Dismal 3Q17. HeveaBoard Berhad (Hevea) recorded 3Q17 core net profit of RM8.0m (after incorporating forex loss of RM1.0m during the quarter), tumbling 55.1% yoy and 52.5% qoq. This was on the back of decline in revenue (- 7.2% yoy and -12.8% qoq) as well as margin (PBT margin: -8.3ppts yoy and -6.5ppts qoq).
Core earnings below expectations. For 9M17, the Group recorded RM50.0m core net earnings (-3.6% yoy) which accounted for 53% of our and consensus’ full year estimates (our expectation of 65-68% as 3Q is traditionally a soft quarter). The negative deviation was mainly due to lower-than-expected revenue coupled with higher-than expected operational costs.
Comment
Slump in yoy and qoq. Hevea achieved a miserable 3Q17 results no thanks to drops in both top line and bottom line of its particleboard and RTA furniture business segments. Under the particleboard segment, the lower revenue (-6.5% yoy and -8.5% qoq) and PBT (-57.5% yoy and -58.3% qoq) were mainly due to annual preventive maintenance, higher raw material costs and higher forex loss (MYR strengthening against USD). Meanwhile, the shortage of foreign workers which resulted in higher operational costs as optimum production capacity could not be achieved has weighed on its RTA furniture segment with weaker revenue (-7.6% yoy and -16.0% qoq) and PBT (-59.0% yoy and -50.8% qoq).
Labour issue and high rubber wood prices weigh on its short-term earnings outlook. Currently, Hevea is actively seeking solutions to tackle the issue of shortage of foreign workers for RTA furniture. The Group will continue to speed up its automation process and produce wider range and higher value added products to mitigate the negative impact. With the lingering labour issue, we doubt that the Group could take on more orders of new veneer based products from Japan starting 2018 onwards with additional production facilities which were completed in August. For the particleboard segment, Hevea strives to market its premium particleboard products which command better margins to cushion the impact of sticky raw material prices. We understand that the Group has commercialised the No Added Formaldehyde (NAF) particleboard production with regular orders and targets to supply to China market. Meanwhile, the mushroom operation is scheduled to start operation in Feb 18, and the factory is 80% completed.
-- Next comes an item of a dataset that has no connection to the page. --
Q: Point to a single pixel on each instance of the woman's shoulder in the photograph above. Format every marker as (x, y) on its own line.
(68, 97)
Impact of strengthening MYR against USD. Our sensitivity analysis indicate that every 1% strengthening of MYR against USD would reduce Hevea’s earnings by 6.6% for 2017-18 given other factors held constant.
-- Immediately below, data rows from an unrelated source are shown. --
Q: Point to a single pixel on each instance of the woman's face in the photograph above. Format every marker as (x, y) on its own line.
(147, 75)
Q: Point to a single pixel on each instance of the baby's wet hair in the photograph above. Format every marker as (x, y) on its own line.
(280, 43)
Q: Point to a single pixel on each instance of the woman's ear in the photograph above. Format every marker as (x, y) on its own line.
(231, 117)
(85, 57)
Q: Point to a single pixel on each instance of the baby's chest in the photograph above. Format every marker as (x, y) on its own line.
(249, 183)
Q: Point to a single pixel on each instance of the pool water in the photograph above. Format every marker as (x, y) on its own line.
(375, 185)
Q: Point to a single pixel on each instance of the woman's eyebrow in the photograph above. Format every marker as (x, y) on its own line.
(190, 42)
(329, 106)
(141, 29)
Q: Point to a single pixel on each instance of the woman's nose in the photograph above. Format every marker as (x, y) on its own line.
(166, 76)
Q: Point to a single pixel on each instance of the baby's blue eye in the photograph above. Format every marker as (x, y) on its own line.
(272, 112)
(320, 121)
Proposed second interim dividend of 1.6 sen/share. Hevea has proposed a second interim dividend of 1.6 sen/share for this quarter which will go ex on 7 Dec 17.
Earnings Outlook/Revision
We slash our earnings estimates for 2017F and 2018F by respective 30.6% and 25.7% to RM65.9m and RM81.41m after lowering our sales assumptions and margins for RTA furniture and particleboard.
Valuation/Recommendation
Maintain BUY on Hevea with a lower target price of RM1.58 (previously RM2.12) following our earnings downgrade. Our fair value is based on 11x 2018F fully diluted PE.
Medium-to-long-term outlook still intact. While the Group continues to face headwinds in the short-term, we reckon that Hevea is a fundamentally sound company underpinned by its: 1) excellent track record; 2) resumption of earnings growth in 2018F banking on sales of higher value-added and premium products; 3) sturdy balance sheet with net cash position; and 4) decent dividend yield of over 4%.